À la deuxième journée du procès, le nombre d'accusés tomba à un seul, les deux autres ayant bénéficié d'un retrait de leur accusation après avoir contracté un engagement en vertu de l'article 810 du Code criminel. En gros, l'article 810 stipule que l'accusé doit reconnaître devant la cour qu'il a causé des craintes, en l'occurrence en participant à une manifestation, et ensuite s'engager à ne pas troubler l'ordre public pour une période de douze mois. Après avoir fait entendre cinq témoins, la poursuite annonça à la cour que sa preuve était close. L'unique accusé du procès décida alors de témoigner pour sa propre défense, qui consistait essentiellement à dire qu'il n'avait pas vu d'actes criminels durant la manifestation. Une fois les plaidoiries terminées de part et d'autres, le juge Massignani prit la cause en délibéré.

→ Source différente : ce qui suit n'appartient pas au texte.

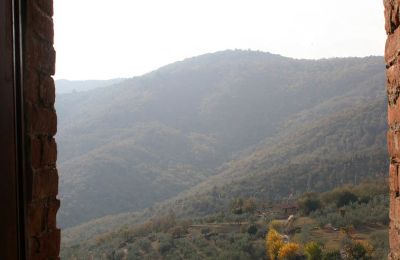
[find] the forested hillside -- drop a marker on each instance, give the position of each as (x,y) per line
(232,123)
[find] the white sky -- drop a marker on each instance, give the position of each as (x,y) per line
(102,39)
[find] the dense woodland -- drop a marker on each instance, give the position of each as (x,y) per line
(192,136)
(348,220)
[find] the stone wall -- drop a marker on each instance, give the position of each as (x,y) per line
(392,59)
(40,127)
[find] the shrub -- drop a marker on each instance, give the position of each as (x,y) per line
(308,203)
(277,225)
(289,251)
(252,229)
(332,255)
(313,251)
(346,198)
(274,243)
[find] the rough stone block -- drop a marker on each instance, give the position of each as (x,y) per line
(392,46)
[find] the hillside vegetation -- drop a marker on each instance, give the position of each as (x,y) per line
(349,220)
(194,134)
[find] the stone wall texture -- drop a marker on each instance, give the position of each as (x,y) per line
(40,128)
(392,59)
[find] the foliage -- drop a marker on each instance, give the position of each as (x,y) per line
(237,133)
(313,251)
(309,202)
(274,243)
(289,251)
(332,255)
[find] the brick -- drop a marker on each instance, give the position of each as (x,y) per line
(392,46)
(41,22)
(49,155)
(39,120)
(45,246)
(31,83)
(42,215)
(394,116)
(45,184)
(47,90)
(391,15)
(394,178)
(34,148)
(41,55)
(46,6)
(394,239)
(393,143)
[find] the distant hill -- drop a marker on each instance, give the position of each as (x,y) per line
(64,86)
(217,126)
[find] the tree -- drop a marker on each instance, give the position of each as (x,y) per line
(274,243)
(313,251)
(346,198)
(289,251)
(309,202)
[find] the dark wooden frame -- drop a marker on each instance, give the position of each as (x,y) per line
(12,212)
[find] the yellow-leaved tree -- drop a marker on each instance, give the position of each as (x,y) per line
(289,251)
(273,243)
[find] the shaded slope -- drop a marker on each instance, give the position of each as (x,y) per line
(149,138)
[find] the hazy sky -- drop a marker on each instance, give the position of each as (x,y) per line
(101,39)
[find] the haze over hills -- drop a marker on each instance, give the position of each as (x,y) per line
(64,86)
(218,126)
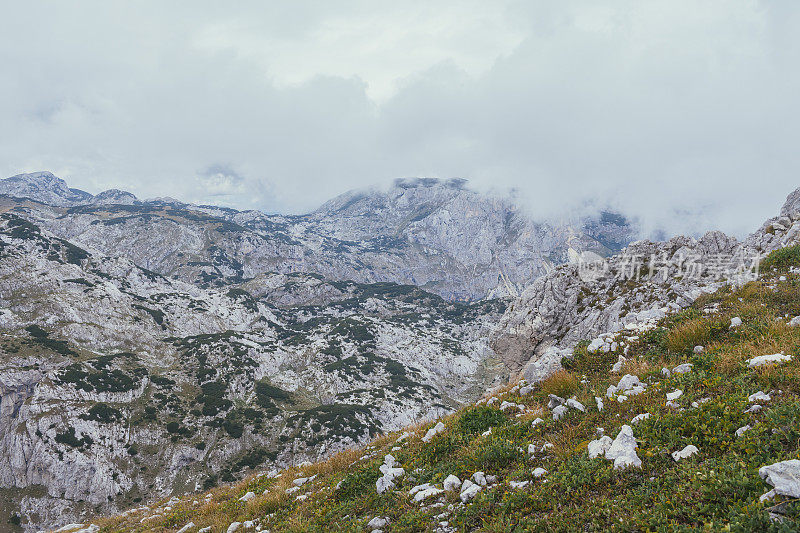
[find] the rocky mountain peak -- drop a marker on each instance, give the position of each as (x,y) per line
(114,197)
(43,187)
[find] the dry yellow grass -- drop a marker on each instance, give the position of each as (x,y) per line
(563,383)
(688,335)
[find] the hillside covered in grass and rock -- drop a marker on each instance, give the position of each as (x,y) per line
(696,429)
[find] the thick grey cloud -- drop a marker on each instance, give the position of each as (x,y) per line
(682,112)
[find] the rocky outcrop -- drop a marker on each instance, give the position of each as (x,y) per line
(118,384)
(641,284)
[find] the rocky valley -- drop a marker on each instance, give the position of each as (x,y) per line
(154,349)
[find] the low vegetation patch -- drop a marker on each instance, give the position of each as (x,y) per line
(532,463)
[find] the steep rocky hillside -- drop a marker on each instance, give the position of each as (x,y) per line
(118,385)
(438,235)
(694,430)
(644,282)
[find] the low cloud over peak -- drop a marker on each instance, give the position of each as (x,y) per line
(683,114)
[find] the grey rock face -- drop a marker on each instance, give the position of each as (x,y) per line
(43,187)
(117,383)
(568,305)
(438,235)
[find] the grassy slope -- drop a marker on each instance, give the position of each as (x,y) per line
(718,489)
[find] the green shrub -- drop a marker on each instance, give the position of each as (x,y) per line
(478,419)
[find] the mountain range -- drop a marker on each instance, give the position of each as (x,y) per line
(153,347)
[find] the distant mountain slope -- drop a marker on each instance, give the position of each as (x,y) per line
(696,429)
(435,234)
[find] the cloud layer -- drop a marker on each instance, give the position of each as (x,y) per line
(682,112)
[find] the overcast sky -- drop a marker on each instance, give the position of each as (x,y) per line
(683,112)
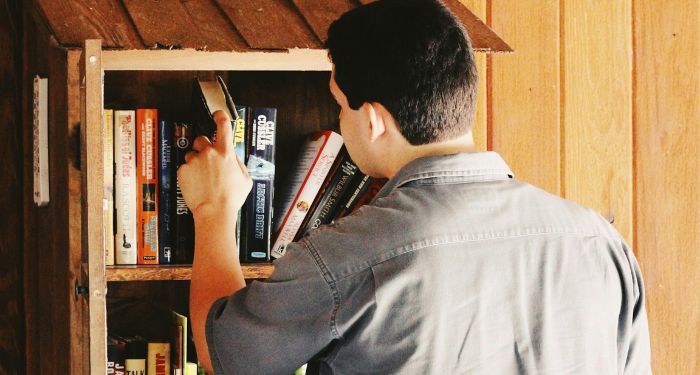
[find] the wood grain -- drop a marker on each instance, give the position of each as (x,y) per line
(176,272)
(666,118)
(597,108)
(524,91)
(270,24)
(11,288)
(319,14)
(92,193)
(72,22)
(480,125)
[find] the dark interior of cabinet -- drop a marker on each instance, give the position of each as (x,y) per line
(303,104)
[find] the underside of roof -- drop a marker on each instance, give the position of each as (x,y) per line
(218,25)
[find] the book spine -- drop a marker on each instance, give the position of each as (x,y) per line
(184,222)
(239,130)
(158,358)
(125,186)
(258,210)
(166,193)
(296,213)
(328,202)
(108,206)
(147,191)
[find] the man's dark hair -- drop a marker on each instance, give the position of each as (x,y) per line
(413,57)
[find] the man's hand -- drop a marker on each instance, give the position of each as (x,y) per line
(213,178)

Le 3e procès réunissait également un groupe de cinq accusés et débuta les 11 et 12 décembre 2003 devant le juge Ronald Schachter. Toutefois, deux des accusés demandèrent une remise de date au tribunal, qui accepta de les joindre à d'autres groupes, de sorte qu'il ne restait plus que trois accusés se représentant eux-mêmes. Le tribunal commença par procéder à l'audition d'une requête qui avait été déposée par l'une des trois accusées. L'objet de la requête consistait à demander au tribunal d'exclure de la preuve des photos que les policiers avaiet pris de chacun des trois accusés lors de la première phase de la procédure d'écrou.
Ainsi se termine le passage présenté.